= Danish Association of Lawyers and Economists =

The Danish Association of Lawyers and Economists (Danish: Djøf, which used to be an acronym but is not anymore) is a trade union/labour union with 100,000 members. Apart from lawyers and economists the association organises graduates and students from social sciences and business economics. Employers and managers are also eligible for membership as are self-employed lawyers. Members work in law, economy, administration, management, research, teaching, communication etc. in both the public and private sector. Danish Association of Lawyers and Economists is part of the Danish Confederation of Professional Associations (AC), the Danish umbrella organisation for academics.

==History==

In 1993, the union organization published guidelines for ethical conduct of its members with respect to public administration.

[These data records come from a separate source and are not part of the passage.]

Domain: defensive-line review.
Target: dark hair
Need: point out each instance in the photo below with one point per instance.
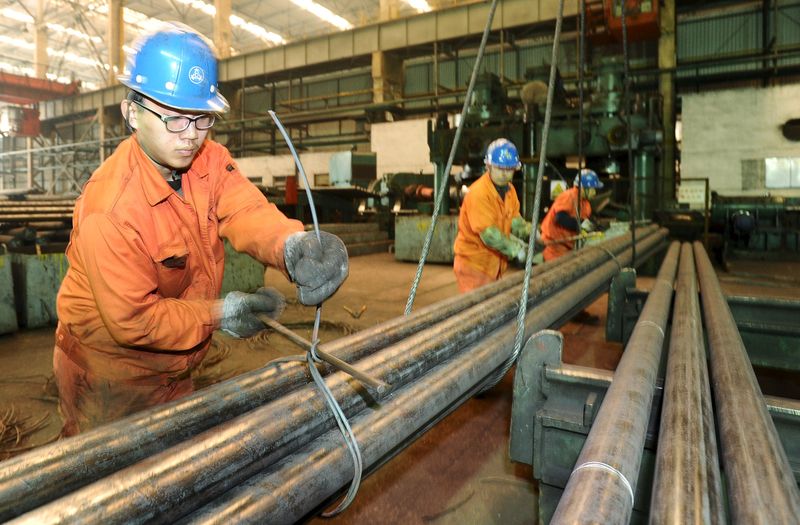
(133, 96)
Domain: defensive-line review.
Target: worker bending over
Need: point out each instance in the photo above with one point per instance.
(561, 225)
(140, 300)
(490, 228)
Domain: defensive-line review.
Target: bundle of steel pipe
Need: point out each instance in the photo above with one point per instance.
(19, 211)
(197, 470)
(66, 465)
(761, 485)
(687, 487)
(608, 467)
(292, 488)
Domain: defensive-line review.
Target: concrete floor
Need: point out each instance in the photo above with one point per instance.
(459, 471)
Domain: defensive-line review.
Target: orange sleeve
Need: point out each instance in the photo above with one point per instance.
(251, 223)
(481, 211)
(123, 281)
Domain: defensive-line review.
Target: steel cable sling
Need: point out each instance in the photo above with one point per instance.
(426, 246)
(495, 378)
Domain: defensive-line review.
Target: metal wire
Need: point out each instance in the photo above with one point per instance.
(581, 66)
(627, 100)
(311, 356)
(537, 200)
(446, 175)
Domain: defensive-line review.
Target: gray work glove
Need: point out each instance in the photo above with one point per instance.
(239, 311)
(318, 271)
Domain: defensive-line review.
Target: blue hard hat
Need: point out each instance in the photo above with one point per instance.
(176, 67)
(503, 154)
(588, 179)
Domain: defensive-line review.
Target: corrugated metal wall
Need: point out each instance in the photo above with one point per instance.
(737, 33)
(729, 33)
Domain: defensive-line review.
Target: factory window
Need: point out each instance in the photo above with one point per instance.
(782, 172)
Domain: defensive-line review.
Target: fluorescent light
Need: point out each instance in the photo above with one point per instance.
(58, 28)
(237, 21)
(257, 30)
(420, 5)
(323, 13)
(19, 16)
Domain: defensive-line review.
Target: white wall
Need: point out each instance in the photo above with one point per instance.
(263, 168)
(401, 146)
(721, 129)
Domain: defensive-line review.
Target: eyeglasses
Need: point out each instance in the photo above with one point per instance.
(179, 123)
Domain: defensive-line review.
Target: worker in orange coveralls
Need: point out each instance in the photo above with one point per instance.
(140, 300)
(490, 228)
(561, 223)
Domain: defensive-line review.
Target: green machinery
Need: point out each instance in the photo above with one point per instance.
(756, 227)
(604, 140)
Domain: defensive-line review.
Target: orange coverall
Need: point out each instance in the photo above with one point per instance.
(136, 307)
(567, 201)
(475, 263)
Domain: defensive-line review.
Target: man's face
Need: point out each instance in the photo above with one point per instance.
(172, 151)
(501, 176)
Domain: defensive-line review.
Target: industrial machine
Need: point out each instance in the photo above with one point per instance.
(601, 137)
(754, 227)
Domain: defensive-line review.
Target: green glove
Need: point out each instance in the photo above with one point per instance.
(509, 245)
(521, 228)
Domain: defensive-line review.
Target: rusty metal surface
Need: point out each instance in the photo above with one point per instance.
(210, 463)
(761, 486)
(687, 485)
(602, 485)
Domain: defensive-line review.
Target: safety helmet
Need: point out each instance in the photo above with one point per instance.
(176, 67)
(588, 179)
(503, 154)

In 2005, the organization had about 20,000 members.

== Publishing ==

The association has an independent publishing company called DJØF Publishing. Each year about 150 titles are published about law, economics and other social sciences. An increasing number of the titles are in English. The association also produces a fortnightly journalistic trade magazine called Djøfbladet, which is sent to all 80,000 members. The magazine has a total of 102,000 readers.

== Pension fund ==

An independent pension fund is affiliated with the association. It's called Juristernes og Økonomernes Pensionskasse (JØP). In 2012 it had 48.000 members and a total valuation of about DKK 54 billions.

== Continuing education ==

The association offers courses about law, economics, management, communications etc. as a means of continuing education for both members and non-members. The organization also sponsors student competitions, and researches and reports about employment issues.